Nevertheless, while the sanctions might have crimped growth at Russia’s food retailers, they have not really hurt them. After a few months of trying to replace the ubiquitous Polish apples and other EU perishables, most food retailers found new sources of fresh produce in places like Turkey, Egypt, Brazil and Israel. “It was annoying, as in one month we had to completely remake a distribution system that we had built up over the last 15 years,” says Yakubson. “I know it has become a bit of a cliché, but [European] cheese was probably one of the hardest things to replace. But now most Dutch and Italian cheeses are being made in Russia.”
Crisis veteran
Dixy is no stranger to crises; a veteran of half a dozen, Yakubson has taken this one in his stride. The company’s roots go back to 1992 when it was founded as a wholesale distributor concentrating on the twin giant cities of Moscow and St Petersburg. In those days, the most money was to be made from simply importing foreign goods to stock bare Russian shelves. “It was an easy business. You could have a dirty store with no lights and poor quality space, and still have people queuing up to buy things,” says Yakubson. “That has changed now, as the customer has become more sophisticated and demands better quality service and goods.”
However, like most traders Dixy was hit hard by the 1998 financial crisis that saw the ruble cut to a quarter of its value against the dollar overnight. “Wholesalers were in an impossible position: they had to pay dollars for their goods, but revenues were in rubles. By the end of the 90s, most of the wholesalers had gone into retail as the only way to make a profit.”
In 2007, Mercury Group bought out founder Oleg Leonov and then listed the company on the domestic RTS and MICEX stock exchanges to raise funds to accelerate the expansion of the retail chain. However, the share price performance has been lacklustre, with the stock trading in a band between RUB300 and RUB500 for most of the last five years.
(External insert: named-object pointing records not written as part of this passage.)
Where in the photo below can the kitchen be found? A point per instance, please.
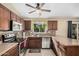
(18, 35)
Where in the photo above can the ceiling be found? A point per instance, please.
(57, 9)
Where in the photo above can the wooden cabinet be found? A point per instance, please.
(52, 25)
(4, 18)
(14, 51)
(28, 25)
(35, 42)
(68, 50)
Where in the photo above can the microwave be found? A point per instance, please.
(15, 26)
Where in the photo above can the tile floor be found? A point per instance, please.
(44, 52)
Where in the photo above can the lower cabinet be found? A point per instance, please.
(35, 42)
(14, 51)
(68, 50)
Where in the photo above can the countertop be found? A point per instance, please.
(4, 47)
(66, 41)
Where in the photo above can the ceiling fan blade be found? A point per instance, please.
(45, 10)
(30, 6)
(32, 11)
(42, 4)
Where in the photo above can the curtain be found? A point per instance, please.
(69, 29)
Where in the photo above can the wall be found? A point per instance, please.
(62, 28)
(38, 20)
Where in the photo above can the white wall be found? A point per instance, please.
(62, 28)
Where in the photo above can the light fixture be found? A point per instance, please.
(39, 12)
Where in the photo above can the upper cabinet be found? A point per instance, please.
(28, 25)
(52, 25)
(4, 18)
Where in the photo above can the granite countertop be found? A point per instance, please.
(4, 47)
(66, 41)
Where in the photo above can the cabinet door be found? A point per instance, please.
(12, 52)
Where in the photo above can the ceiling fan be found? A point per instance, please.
(38, 7)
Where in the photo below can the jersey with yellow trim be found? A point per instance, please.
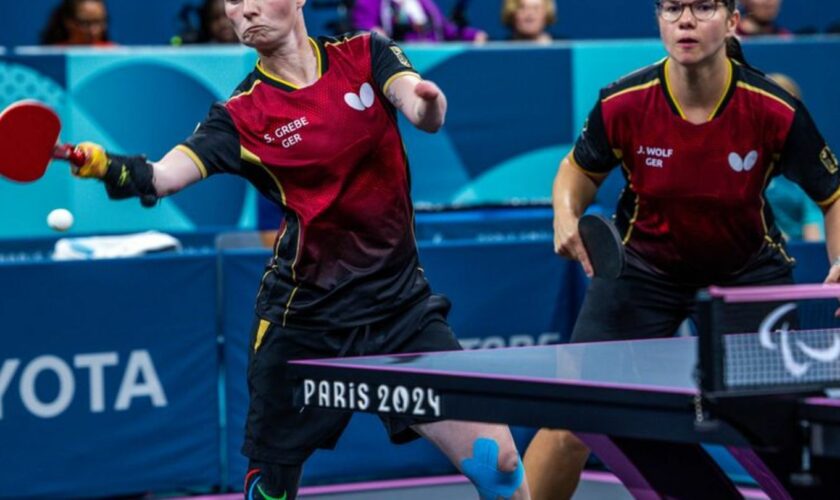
(693, 208)
(331, 155)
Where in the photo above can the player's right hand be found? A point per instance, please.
(96, 161)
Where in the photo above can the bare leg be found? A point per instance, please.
(554, 461)
(455, 439)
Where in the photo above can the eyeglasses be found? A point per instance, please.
(673, 11)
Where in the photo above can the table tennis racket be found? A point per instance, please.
(603, 246)
(29, 133)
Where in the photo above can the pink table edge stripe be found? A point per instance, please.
(781, 292)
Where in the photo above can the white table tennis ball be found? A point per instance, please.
(60, 219)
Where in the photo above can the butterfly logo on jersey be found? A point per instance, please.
(361, 101)
(744, 164)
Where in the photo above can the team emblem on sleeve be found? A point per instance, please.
(829, 160)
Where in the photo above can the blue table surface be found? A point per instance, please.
(662, 365)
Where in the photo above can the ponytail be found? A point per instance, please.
(735, 51)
The share price has fallen markedly this year from a peak of RUB495 on March 20 to close to the bottom of its range now, trading at RUB331 as of October 29.
For most of the last decade and half the game in retail has been very simple: grow as fast as you possibly can to grab as much market share as you possibly can. “At the end of the 90s, the leading retailers were not in competition with each other but with the open-air markets,” says Yakubson.
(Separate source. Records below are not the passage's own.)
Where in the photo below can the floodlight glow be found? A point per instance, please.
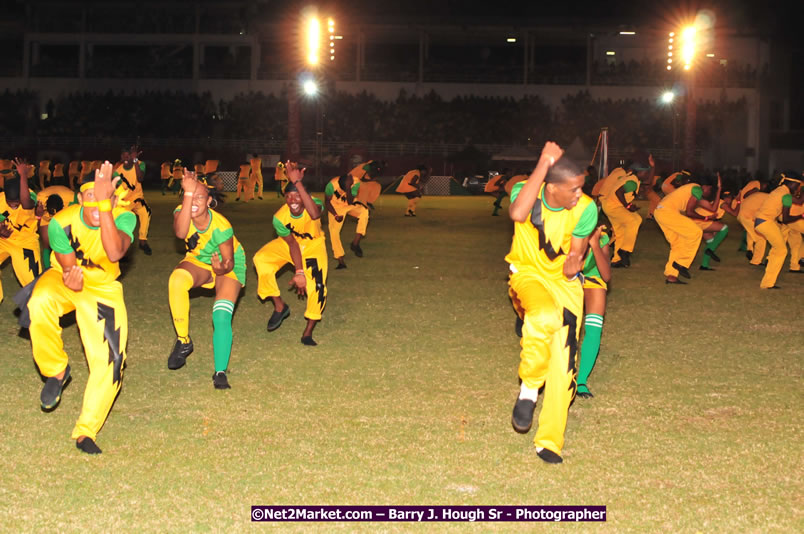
(313, 40)
(310, 88)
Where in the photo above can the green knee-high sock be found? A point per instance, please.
(45, 258)
(713, 243)
(744, 242)
(222, 333)
(592, 332)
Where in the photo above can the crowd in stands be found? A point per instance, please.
(361, 118)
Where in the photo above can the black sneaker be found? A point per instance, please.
(522, 419)
(711, 254)
(219, 380)
(683, 271)
(549, 456)
(277, 317)
(88, 446)
(51, 392)
(178, 356)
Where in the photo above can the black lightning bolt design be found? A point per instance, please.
(571, 321)
(318, 277)
(33, 265)
(191, 242)
(305, 235)
(112, 338)
(538, 223)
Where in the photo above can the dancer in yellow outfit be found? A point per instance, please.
(340, 201)
(301, 242)
(50, 201)
(214, 259)
(18, 226)
(280, 178)
(755, 243)
(256, 175)
(88, 240)
(370, 189)
(411, 186)
(132, 172)
(771, 222)
(243, 181)
(675, 216)
(553, 220)
(617, 200)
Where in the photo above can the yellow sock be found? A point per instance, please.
(179, 287)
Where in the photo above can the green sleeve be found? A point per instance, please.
(59, 242)
(221, 236)
(515, 190)
(126, 222)
(588, 221)
(281, 229)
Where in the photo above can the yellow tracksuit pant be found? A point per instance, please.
(776, 234)
(683, 235)
(25, 260)
(143, 213)
(625, 225)
(794, 239)
(357, 211)
(276, 254)
(755, 242)
(103, 323)
(552, 314)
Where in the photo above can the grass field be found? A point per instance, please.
(695, 425)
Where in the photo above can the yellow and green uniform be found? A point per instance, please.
(200, 244)
(256, 175)
(592, 322)
(307, 232)
(767, 224)
(624, 223)
(100, 313)
(550, 305)
(681, 232)
(134, 198)
(410, 186)
(22, 246)
(340, 204)
(370, 189)
(243, 178)
(755, 242)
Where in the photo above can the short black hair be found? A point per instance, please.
(12, 189)
(54, 204)
(562, 170)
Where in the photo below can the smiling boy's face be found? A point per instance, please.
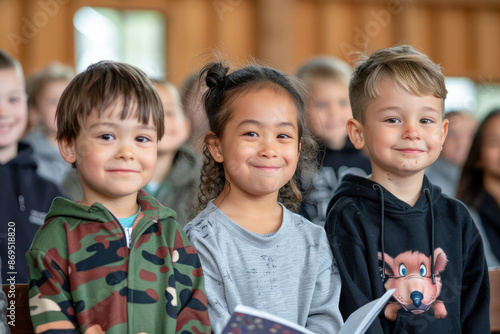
(403, 133)
(114, 157)
(13, 112)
Russians have traditionally shopped in the bazaars – huge open-air markets that can still be found at the heart of almost any district in any city. But the share of organized retail (modern retail formats like store chains, supermarkets and hypermarkets) have been rapidly eating into the bazaars’ share of the shopping basket: Yakubson estimates that modern formats now account for 70% of food shopping expenditure, with open-air markets taking the remaining 30%. A decade ago those numbers were the other way round.
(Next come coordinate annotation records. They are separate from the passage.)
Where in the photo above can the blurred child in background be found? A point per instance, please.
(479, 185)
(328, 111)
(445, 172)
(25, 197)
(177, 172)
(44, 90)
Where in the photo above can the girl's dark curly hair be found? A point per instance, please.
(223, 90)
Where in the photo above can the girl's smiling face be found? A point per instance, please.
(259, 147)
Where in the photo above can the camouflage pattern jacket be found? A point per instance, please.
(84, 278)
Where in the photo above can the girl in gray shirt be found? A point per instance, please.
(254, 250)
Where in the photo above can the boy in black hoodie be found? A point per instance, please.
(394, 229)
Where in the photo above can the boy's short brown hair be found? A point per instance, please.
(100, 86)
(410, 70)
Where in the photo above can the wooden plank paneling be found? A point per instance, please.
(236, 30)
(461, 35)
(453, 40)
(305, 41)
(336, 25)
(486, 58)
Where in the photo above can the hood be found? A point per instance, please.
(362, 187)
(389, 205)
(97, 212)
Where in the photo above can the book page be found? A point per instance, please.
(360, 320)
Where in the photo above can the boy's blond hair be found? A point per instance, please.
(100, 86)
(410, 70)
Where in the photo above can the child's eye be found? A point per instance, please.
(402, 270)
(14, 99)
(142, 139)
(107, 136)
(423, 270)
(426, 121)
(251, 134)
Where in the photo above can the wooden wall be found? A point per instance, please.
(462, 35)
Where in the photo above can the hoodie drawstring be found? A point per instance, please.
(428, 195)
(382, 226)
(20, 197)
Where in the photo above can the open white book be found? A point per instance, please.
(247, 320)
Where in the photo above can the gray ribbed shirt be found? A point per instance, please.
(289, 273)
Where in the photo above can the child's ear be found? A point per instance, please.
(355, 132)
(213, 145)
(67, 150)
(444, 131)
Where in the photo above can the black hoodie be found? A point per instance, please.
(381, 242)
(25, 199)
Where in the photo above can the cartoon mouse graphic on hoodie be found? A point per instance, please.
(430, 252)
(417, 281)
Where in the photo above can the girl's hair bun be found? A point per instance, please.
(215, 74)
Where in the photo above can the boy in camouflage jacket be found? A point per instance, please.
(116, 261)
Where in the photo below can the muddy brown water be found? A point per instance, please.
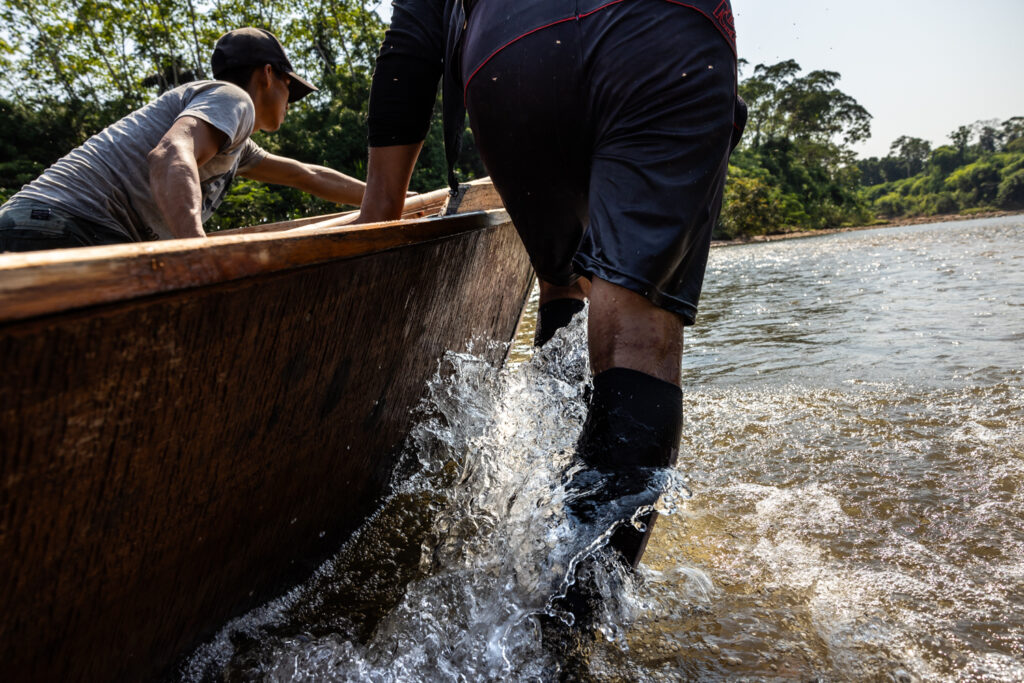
(854, 447)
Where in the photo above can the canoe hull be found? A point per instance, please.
(172, 461)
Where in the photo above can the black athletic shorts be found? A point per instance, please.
(608, 137)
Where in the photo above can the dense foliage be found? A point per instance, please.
(67, 70)
(981, 170)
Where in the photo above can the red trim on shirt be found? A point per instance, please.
(728, 38)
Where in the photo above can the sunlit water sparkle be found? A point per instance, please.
(855, 446)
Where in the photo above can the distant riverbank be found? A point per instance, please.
(899, 222)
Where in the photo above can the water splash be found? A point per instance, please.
(471, 551)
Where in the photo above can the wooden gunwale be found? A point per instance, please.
(45, 283)
(187, 427)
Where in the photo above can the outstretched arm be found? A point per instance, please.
(174, 173)
(388, 172)
(318, 180)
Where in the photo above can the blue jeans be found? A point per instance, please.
(31, 225)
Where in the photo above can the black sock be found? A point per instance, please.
(553, 315)
(634, 423)
(634, 420)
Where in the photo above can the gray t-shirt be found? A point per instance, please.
(107, 180)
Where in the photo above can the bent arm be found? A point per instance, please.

Fresh produce, fresh crisis
At the end of 2008, retailing went through the whole boom-bust thing again. Arguably, that crisis was worse than any of the previous ones – and Yakubson reels off a list of them, big and small: 1993, 1998, 2004, 2008 and the current downturn that started in 2014. But like ancient Rome, irrespective of how bad things get, the population will always demand “bread and circuses” – the share of income spent on food fell from three-quarters to a low of about 25% in 2007, but it is expected to increase to over 50% this year.
While Russians have cut back on big-ticket items, like new cars or foreign holidays, they are still buying food – even if they have traded down to cheaper Russian-made goods. Indeed, even that is not clear, as a recent study found that the share of imported goods (that haven’t been banned by the Kremlin) has remained the same – just people are buying less of them.
The operating environment for retailers has got tougher. Rosstat reported that retail turnover fell by an unexpectedly hard 10.4% on year in September and real incomes are also down by 3.3% over the first nine months of this year. But, oddly, that hasn’t affected Dixy’s business much, because the last things Russians will cut spending on are tea, sugar, pasta and bread. “We are on course to open a record number of stores this year: we have already opened 400 more stores in the first nine months of this year, which is more than we opened in all of 2014,” says Yakubson.
Overall the company’s financial results have remained impressive. Revenues in 2014 came in at RUB229bn ($5.7bn at 2014 average exchange rates), up from RUB180bn in 2013 and RUB147bn in 2012, according to the company. And net profit grew 45% in 2014 to RUB4.5bn from RUB3.1bn the previous year. The sharp devaluation of the ruble since December 2014 will reduce the dollar value of revenues this year, but this will be more or less offset by the continuing rise in sales. On October 14, the company announced that total revenues in September were up 17% on year to RUB21.6bn (€314mn), while nine-month sales were up 19.8% at RUB197.4bn.
Indeed, Yakubson claims that the devaluation of the ruble has been a lot more damaging than the ban on European agricultural imports; despite all the progress, Russia still imports some 40% of its processed foods (and most of its fresh produce), which has to be paid for in hard currency. “Some 50-70% of fruit and veg is imported to Russia, and as the cost has gone up consumption has gone down,” says Yakubson.
However, retailers like Dixy have turned to its neighbours in the Commonwealth of Independent States (CIS) such as Moldova and Azerbaijan, as well as fellow BRIC countries to fill the gap. “Of course this has added to the costs. In past crises you could pass the inflation onto the consumers, but not this time round.” Rosstat reports that the inflation of food costs was up 20% this year, well ahead of the average 11% inflation rates and that is hitting the consumer in the pocket.
All the leading retailers are reporting the same thing. Sales have been dented by the economic slowdown, but all the main chains, Dixy included, are still reporting growth. That means they have a steady flow of cash and the bulk of their investments continue to be made out of retained earnings. “No one really has problems with financing investment. Retail is one of few industries in Russia that is still growing. It would be nice if the cost of borrowing were lower, but we still use some bank loans,” says Yakubson. “We are still in a race [with the other stores] to capture as much market share as we can. We are reinvesting every penny we make.”
At the same time, the cost of setting up new stores has gone up. When Dixy opened its first store in about 1999, the fit-out cost was about $50,000, but that has risen to $400,000 per store in the interceding years
It will take many more years until the consolidation of retail is complete and Russia finally abandons its bazaars for modern shops. Currently, Dixy concentrates on its traditional markets of Moscow, Moscow region, St Petersburg, the Leningrad region and Yekaterinburg where it was established, but the company is entering a new region every year, says Yakubson. The company has launched stores in Tyumen, Orel and Kaliningrad, to mention some of the recent additions, but the pace of regional growth is limited by the need to build an entire distribution system to service those stores, which is a capital-intensive and time-consuming process.
Despite all the pesky problems Yakubson has to deal with, he is confident in the future of his company. “This crisis is a great opportunity,” says Yakubson, echoing a sentiment that bne IntelliNews has heard repeated by many of Russia’s top company executives recently. “The lower we go, the stronger the rebound will be. The autumn of 2008 was awful, but after that our business started to grow like crazy. The sanctions will be dropped eventually and the same thing will happen.”